The Commercialism of Daily Life is Nearly Complete

Originally posted: May 6, 2005

Coming soon to a police department near you: NASCAR-style advertising plastered all over police cruisers. The Charlotte-based racing giant has graciously offered police cars for $1 each, in exchange for the free publicity. More than 20 cities have signed up, and 200 more have expressed interest.

Other cities are also exploring commercialization deals. St. Charles, Mo., voted to sell advertising space on its garbage trucks. The California Milk Processing Board sent offers to dozens of small towns, asking one of them to change their name to “Got Milk? California.” In exchange, the milk board will make the town the focus of an advertising campaign, contribute an undetermined amount to the local school system and construct a “Got Milk?” Museum.

Perhaps the king of commercialism is San Diego. The city considered an offer from General Motors for 35 free cars, in exchange for placing advertisements on lifeguard towers. San Diego has declared Pepsi the city’s official soft drink. The city sold naming rights to Jack Murphy Stadium to a high-tech firm. Now a city councilman is suggesting that the city sell naming rights to East VIllage, part of a 26-block development.

The commercialization of daily life is virtually complete. Most Americans are now assaulted by at least 2,500 commercial messages every day. There are corporate ads on park benches, postal boxes and library cards. Earthlink placed ads in the restrooms of 40 restaurants. ABC slapped stickers on bananas (“Another Fine Use of Yellow: ABC”), as well as urinals, candy bars, bar glasses and door hangers. NASA has announced plans to solicit ads on its space station. Professional boxers and Arena League cheerleaders have advertisements on their stomachs.

Several months ago, talk show host Star Jones had commercial “sponsors” for her wedding. She had donated invitations (from Stationary Studio), donated tuxedos (from Sarno & Son) and donated bridesmaids’ gowns (from Lazaro Bridal). She even had an “official airline” (Continental).

Schools have also fallen prey to commercialism. Cafeterias and sports stadiums are increasingly littered with corporate logos. Public schools have exclusive marketing deals with Coke and Pepsi, as well as Apple and Microsoft. Channel One, an in-school broadcaster, is in 12,000 schools, subjecting its commercials to 8 million captive students.

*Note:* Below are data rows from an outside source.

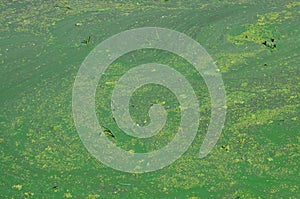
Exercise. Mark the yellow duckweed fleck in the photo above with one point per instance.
(93, 196)
(111, 83)
(17, 186)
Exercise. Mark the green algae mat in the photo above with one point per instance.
(255, 46)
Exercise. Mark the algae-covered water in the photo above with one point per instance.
(255, 45)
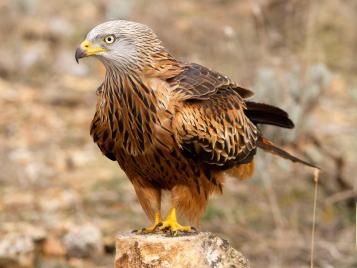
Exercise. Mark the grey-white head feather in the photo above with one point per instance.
(133, 47)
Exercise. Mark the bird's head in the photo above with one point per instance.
(121, 44)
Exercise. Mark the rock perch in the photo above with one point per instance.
(197, 250)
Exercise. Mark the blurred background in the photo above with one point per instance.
(62, 202)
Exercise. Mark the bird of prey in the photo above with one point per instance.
(173, 125)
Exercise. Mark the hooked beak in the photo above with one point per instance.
(86, 49)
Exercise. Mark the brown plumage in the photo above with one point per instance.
(171, 125)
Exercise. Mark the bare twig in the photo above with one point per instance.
(316, 180)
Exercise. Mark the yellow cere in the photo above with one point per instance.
(87, 46)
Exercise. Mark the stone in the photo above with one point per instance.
(16, 250)
(52, 247)
(161, 251)
(84, 241)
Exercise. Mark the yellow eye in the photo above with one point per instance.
(109, 39)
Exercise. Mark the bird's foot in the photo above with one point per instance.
(151, 229)
(170, 225)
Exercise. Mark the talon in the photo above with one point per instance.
(151, 229)
(171, 226)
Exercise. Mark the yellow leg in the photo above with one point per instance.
(171, 225)
(153, 227)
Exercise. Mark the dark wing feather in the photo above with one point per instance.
(197, 82)
(216, 131)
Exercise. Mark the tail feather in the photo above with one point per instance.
(270, 147)
(260, 113)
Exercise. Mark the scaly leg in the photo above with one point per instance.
(153, 228)
(171, 225)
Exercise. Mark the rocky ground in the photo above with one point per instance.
(62, 202)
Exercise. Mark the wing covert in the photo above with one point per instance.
(216, 131)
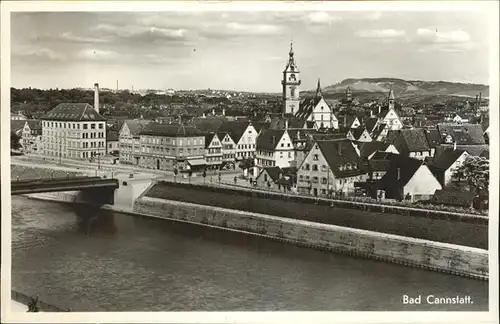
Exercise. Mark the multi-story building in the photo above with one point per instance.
(17, 116)
(244, 135)
(74, 131)
(228, 150)
(388, 115)
(312, 112)
(171, 146)
(213, 151)
(274, 148)
(129, 144)
(31, 138)
(291, 85)
(317, 112)
(331, 166)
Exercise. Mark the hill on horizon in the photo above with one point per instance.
(407, 88)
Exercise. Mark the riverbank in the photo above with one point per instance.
(430, 255)
(436, 256)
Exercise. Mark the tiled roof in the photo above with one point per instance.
(35, 124)
(368, 148)
(170, 130)
(406, 167)
(370, 124)
(375, 165)
(306, 107)
(412, 140)
(208, 124)
(269, 138)
(16, 125)
(328, 136)
(209, 138)
(111, 136)
(357, 132)
(73, 112)
(235, 129)
(136, 126)
(338, 154)
(447, 158)
(465, 134)
(433, 138)
(485, 154)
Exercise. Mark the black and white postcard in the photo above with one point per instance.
(210, 162)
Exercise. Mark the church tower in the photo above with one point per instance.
(392, 100)
(291, 82)
(348, 94)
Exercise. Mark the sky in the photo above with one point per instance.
(244, 51)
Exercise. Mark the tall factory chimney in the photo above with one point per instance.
(96, 97)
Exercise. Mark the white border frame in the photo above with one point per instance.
(491, 9)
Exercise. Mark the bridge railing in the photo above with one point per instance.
(45, 307)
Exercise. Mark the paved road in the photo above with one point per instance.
(18, 307)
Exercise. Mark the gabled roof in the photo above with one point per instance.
(16, 125)
(73, 112)
(368, 148)
(221, 136)
(235, 129)
(485, 154)
(357, 132)
(209, 138)
(370, 124)
(465, 134)
(307, 106)
(269, 138)
(208, 124)
(112, 135)
(338, 154)
(447, 158)
(136, 125)
(400, 165)
(272, 172)
(433, 138)
(170, 130)
(412, 140)
(451, 197)
(34, 124)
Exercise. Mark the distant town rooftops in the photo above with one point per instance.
(171, 130)
(73, 112)
(465, 134)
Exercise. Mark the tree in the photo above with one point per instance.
(475, 172)
(15, 141)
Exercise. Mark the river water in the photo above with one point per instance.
(126, 263)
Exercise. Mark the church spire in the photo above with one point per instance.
(318, 90)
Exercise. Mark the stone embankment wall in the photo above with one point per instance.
(459, 260)
(447, 228)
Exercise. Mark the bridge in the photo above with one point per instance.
(93, 189)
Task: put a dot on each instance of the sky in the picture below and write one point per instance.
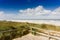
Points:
(29, 9)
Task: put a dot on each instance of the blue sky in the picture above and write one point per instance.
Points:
(13, 7)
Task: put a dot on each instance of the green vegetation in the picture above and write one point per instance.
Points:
(10, 30)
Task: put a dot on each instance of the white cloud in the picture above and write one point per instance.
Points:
(32, 13)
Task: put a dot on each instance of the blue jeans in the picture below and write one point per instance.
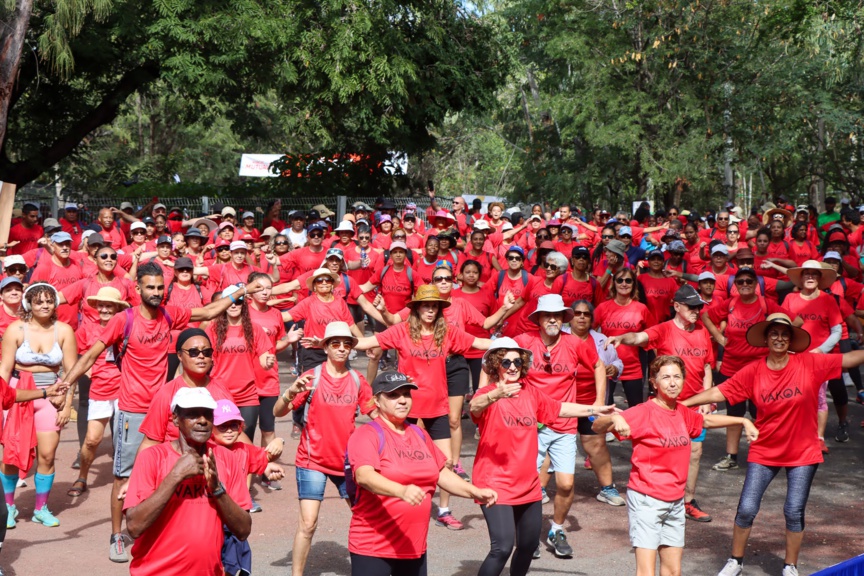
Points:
(798, 481)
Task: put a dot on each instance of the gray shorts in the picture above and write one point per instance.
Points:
(653, 522)
(127, 439)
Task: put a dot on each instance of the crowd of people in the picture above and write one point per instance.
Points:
(165, 330)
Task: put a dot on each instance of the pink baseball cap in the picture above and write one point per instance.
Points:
(226, 411)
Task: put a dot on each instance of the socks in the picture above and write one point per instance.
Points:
(9, 481)
(43, 488)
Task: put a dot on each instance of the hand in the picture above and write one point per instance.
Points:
(485, 496)
(412, 495)
(211, 474)
(274, 448)
(189, 465)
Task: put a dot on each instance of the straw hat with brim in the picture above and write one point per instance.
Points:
(322, 272)
(772, 214)
(756, 333)
(107, 294)
(338, 330)
(506, 344)
(428, 293)
(825, 282)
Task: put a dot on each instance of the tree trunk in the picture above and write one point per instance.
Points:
(11, 44)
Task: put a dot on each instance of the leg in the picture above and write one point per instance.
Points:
(501, 523)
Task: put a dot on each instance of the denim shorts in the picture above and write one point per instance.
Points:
(311, 484)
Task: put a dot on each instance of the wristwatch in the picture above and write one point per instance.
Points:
(218, 492)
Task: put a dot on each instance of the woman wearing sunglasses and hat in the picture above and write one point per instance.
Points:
(507, 413)
(785, 389)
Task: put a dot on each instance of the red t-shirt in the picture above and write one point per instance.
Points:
(694, 348)
(786, 402)
(385, 526)
(615, 320)
(267, 381)
(159, 423)
(167, 547)
(426, 364)
(145, 363)
(234, 363)
(819, 315)
(330, 422)
(507, 452)
(565, 373)
(661, 448)
(739, 318)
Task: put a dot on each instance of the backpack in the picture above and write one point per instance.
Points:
(501, 275)
(127, 331)
(350, 485)
(316, 378)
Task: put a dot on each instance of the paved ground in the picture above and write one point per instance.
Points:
(598, 532)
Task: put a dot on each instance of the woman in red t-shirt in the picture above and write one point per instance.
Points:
(508, 413)
(662, 431)
(784, 388)
(624, 313)
(396, 467)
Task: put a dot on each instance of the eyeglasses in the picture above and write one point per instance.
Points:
(195, 352)
(233, 425)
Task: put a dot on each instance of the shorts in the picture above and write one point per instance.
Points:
(127, 440)
(458, 376)
(311, 484)
(99, 409)
(653, 522)
(561, 449)
(438, 427)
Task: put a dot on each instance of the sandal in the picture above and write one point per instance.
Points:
(76, 491)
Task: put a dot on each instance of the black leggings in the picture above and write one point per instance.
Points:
(633, 390)
(508, 524)
(372, 566)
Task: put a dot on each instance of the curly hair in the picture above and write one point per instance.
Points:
(492, 363)
(439, 327)
(220, 326)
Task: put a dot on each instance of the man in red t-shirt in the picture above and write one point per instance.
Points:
(184, 484)
(141, 338)
(684, 338)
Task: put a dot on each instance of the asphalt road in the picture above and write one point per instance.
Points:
(597, 532)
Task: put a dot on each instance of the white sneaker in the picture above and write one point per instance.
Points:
(732, 568)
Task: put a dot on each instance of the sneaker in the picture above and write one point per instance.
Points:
(558, 542)
(842, 434)
(693, 512)
(12, 514)
(726, 463)
(610, 495)
(43, 516)
(271, 484)
(449, 521)
(117, 552)
(461, 472)
(732, 568)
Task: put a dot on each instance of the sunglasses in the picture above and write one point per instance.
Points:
(195, 352)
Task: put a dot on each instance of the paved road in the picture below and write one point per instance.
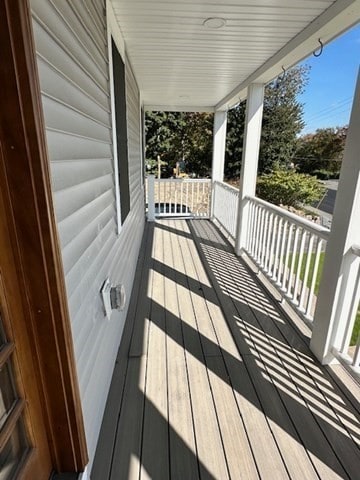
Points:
(325, 207)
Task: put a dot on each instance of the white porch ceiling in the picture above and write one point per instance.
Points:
(181, 64)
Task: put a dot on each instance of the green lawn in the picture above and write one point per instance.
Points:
(356, 328)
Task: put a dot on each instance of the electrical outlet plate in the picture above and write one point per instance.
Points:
(105, 295)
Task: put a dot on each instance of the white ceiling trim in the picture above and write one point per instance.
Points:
(177, 108)
(335, 20)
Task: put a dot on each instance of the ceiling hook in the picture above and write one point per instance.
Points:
(317, 54)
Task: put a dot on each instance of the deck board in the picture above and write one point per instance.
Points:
(214, 382)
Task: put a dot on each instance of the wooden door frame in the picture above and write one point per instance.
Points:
(25, 183)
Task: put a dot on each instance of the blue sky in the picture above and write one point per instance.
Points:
(329, 94)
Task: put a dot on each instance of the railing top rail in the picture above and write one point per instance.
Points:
(178, 180)
(318, 230)
(227, 186)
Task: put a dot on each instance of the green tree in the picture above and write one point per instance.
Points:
(289, 188)
(282, 122)
(180, 137)
(234, 140)
(321, 153)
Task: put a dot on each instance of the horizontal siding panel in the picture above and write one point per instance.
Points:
(89, 235)
(104, 259)
(68, 92)
(61, 34)
(72, 57)
(93, 263)
(90, 41)
(73, 224)
(91, 21)
(68, 173)
(60, 117)
(72, 199)
(55, 55)
(62, 146)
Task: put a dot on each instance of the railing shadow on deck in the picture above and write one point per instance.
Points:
(269, 365)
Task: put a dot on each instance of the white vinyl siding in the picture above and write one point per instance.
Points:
(72, 56)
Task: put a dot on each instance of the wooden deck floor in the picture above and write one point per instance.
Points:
(212, 381)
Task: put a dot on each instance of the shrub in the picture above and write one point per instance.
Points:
(326, 174)
(289, 188)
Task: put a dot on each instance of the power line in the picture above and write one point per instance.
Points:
(329, 110)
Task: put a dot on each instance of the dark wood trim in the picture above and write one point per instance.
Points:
(25, 183)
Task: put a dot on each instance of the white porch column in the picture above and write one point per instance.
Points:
(337, 283)
(151, 198)
(218, 158)
(250, 158)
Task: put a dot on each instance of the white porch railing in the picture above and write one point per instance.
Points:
(288, 249)
(350, 355)
(178, 197)
(225, 206)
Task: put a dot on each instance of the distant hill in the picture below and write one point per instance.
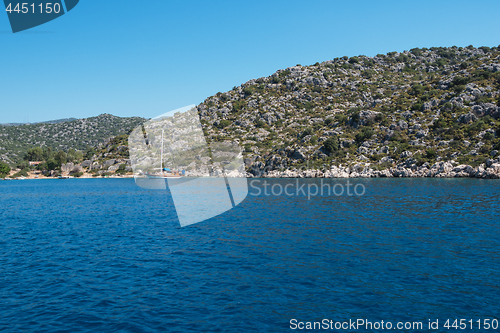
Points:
(63, 134)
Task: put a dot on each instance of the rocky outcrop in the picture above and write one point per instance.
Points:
(491, 170)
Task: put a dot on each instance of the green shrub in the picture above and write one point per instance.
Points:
(4, 169)
(307, 131)
(224, 123)
(331, 145)
(364, 134)
(430, 154)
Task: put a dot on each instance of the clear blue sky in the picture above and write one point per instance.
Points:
(144, 58)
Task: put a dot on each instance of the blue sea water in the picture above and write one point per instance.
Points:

College students are another target of corporate influence. Many universities grant exclusive marketing deals to computer manufacturers, credit card and soft drink companies. Washington State University has a Taco Bell Distinguished Professor of Hotel and Restaurant Administration, and Wayne State University has a Kmart Chair of Marketing.

In contemporary America, everything needs a sponsor — rock concerts, PBS shows, sporting events, the Olympics, and church bulletins. Two New Jersey students pitched themselves as “spokesguys” for any corporation willing to fund their college education. First Bank USA signed them up, for $40,000 a year. The pair, now attending Pepperdine and USC, will wear clothing with First Bank USA logos and speak with students about the joys of getting into debt.

Naomi Klein, in “No Logo: Taking Aim at the Brand Bullies,” argues that successful corporations primarily market brands, rather than products. The chairman of Polaroid’s advertising agency stated that Polaroid “is not a camera — it’s a social lubricant.” The owner of Diesel Jeans said, “We don’t sell a product; we sell a style of life.” In a youth-dominated culture, the goal is to market “cool.” As Andre Agassi notes, “Image is everything.”

While corporations are in the business of selling cool, Tommy Hilfiger is in the business of signing his name. The company manufactures nothing; it simply establishes licensing agreements. As Naomi Klein notes, “Jockey International makes Hilfiger underwear. Pepe Jeans London makes Hilfiger jeans, Oxford Industries makes Tommy shirts, and Stride Rite Corporation makes its footwear. What does Tommy Hilfiger manufacture? Nothing at all.”

And the proper response if corporations seek sponsorship deals with city governments? Nothing at all.